Noble flights: a new parliament

This approach to democracy is not just patriotically energizing, it is comfortable too

The Editorial Board Published 15.12.20, 01:24 AM
Prime Minister Narendra Modi lays the foundation stone of New Parliament Building, in New Delhi on Thursday.

Prime Minister Narendra Modi lays the foundation stone of New Parliament Building, in New Delhi on Thursday. PTI

Foundation stones are being laid at the drop of a hat throughout the people’s struggle with a pandemic and its fallout. Recently, the prime minister laid the foundation stone of the new Parliament complex, a project so deeply etched into an imagined history of the future that Narendra Modi refused to delay it amid countrywide distress, unemployment, a struggling healthcare system, an economic crisis, the Opposition’s objections and the Supreme Court’s caution. Also, just when thousands of farmers are walking to Delhi in protest against the new farm laws, bludgeoned through Parliament — the old building — like many other legislations since 2014. As Mr Modi perorated nobly on democracy while inaugurating a project that will cost crores of public money to complete, a glance back toward the earlier stone-laying ceremony may seem relevant. Then the prime minister inaugurated the building of a Ram temple in place of the destroyed Babri Masjid. Democratic ideals are being re-laid, perhaps?

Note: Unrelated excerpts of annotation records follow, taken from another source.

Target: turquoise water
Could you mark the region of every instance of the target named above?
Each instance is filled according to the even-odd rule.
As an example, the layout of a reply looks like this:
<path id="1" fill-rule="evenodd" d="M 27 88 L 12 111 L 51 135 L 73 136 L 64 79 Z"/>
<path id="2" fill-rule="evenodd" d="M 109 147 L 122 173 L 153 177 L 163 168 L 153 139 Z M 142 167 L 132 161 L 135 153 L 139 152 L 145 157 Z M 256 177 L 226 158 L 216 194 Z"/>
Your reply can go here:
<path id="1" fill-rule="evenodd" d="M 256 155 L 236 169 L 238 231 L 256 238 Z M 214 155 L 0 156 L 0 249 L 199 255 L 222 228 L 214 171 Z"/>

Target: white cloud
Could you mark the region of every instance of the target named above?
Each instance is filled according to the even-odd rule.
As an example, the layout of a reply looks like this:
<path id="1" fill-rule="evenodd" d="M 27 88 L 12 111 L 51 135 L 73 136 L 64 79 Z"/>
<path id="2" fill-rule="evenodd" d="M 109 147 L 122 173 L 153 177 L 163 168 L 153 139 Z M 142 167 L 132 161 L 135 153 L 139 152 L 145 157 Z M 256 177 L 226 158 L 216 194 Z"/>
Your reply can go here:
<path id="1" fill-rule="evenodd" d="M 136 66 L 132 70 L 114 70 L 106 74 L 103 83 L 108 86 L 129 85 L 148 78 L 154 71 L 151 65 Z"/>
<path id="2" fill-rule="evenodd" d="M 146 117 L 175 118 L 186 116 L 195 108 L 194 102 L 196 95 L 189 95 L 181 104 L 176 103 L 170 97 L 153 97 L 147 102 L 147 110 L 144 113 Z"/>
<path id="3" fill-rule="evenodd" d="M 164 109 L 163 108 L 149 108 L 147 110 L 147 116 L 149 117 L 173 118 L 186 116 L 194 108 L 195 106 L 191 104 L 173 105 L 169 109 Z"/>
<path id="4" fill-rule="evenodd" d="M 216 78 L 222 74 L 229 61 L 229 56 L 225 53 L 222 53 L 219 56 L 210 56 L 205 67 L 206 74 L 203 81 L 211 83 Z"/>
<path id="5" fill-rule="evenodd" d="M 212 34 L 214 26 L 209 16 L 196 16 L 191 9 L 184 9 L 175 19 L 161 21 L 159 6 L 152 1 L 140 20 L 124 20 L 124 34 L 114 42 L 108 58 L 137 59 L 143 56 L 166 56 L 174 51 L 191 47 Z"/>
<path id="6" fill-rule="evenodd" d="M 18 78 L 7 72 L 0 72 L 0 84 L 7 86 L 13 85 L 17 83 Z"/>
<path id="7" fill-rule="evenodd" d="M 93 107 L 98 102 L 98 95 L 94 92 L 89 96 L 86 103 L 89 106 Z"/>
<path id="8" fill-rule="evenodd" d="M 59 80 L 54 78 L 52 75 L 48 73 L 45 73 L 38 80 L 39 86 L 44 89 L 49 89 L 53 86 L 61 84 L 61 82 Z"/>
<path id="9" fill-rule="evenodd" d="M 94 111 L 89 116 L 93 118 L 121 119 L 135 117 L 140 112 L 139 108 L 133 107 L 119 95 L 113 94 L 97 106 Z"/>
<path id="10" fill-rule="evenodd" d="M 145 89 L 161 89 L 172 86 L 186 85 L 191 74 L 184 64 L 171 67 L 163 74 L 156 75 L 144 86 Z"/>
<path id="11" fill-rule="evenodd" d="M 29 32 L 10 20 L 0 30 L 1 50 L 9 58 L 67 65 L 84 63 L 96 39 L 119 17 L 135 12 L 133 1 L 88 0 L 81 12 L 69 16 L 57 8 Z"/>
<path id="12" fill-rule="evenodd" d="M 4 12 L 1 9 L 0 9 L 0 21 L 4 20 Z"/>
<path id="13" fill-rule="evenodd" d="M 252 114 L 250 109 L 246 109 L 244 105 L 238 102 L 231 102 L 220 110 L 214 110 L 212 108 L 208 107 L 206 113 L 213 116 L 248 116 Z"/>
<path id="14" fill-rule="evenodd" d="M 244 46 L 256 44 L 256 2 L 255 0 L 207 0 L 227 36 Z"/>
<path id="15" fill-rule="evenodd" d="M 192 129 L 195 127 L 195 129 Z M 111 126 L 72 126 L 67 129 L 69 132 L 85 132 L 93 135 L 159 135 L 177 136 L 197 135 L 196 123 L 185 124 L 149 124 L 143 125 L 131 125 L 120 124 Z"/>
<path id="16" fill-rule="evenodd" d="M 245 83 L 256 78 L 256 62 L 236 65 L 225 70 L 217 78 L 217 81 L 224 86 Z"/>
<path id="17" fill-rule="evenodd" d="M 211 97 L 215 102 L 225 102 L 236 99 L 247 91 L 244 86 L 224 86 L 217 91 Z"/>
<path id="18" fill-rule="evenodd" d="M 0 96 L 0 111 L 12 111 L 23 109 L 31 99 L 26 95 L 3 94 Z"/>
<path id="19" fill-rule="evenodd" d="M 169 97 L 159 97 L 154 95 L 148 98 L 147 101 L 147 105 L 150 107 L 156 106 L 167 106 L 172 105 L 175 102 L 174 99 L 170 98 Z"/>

Different views empower India’s vibrant democracy, according to Mr Modi’s speech. In case sceptics felt that this represented a greater than usual disconnect from reality even for the prime minister with the prisons overflowing with protesters and activists jailed for sedition, terrorist activities and so on, Mr Modi carefully established that India was democratic in its soul: for Indians, democracy was a way of living. For example, not only ancient texts but various kingdoms, too, exhibited democratic principles — one being called a republic, another evolving the notion of the panchayat while words such as samiti and sabha were in use even then. It was hardly surprising that Mr Modi’s elevating speech should remind listeners that these India-born practices and texts predated the Magna Carta and Western ideals of democracy, and that it was an irony of the times that India’s democracy should now be assessed through a Western prism. This approach to democracy is not just patriotically energizing, it is comfortable too. It quietly removes India’s so-called democratic markers — such as Mr Modi’s claim that here differences are resolved through governance — neatly out of critical scrutiny. As a Parliament is built to celebrate this unique democracy, the prime minister’s promise, that the world will see India as the mother of democracy, may come true. The fate of the mother in India is traditionally tragic.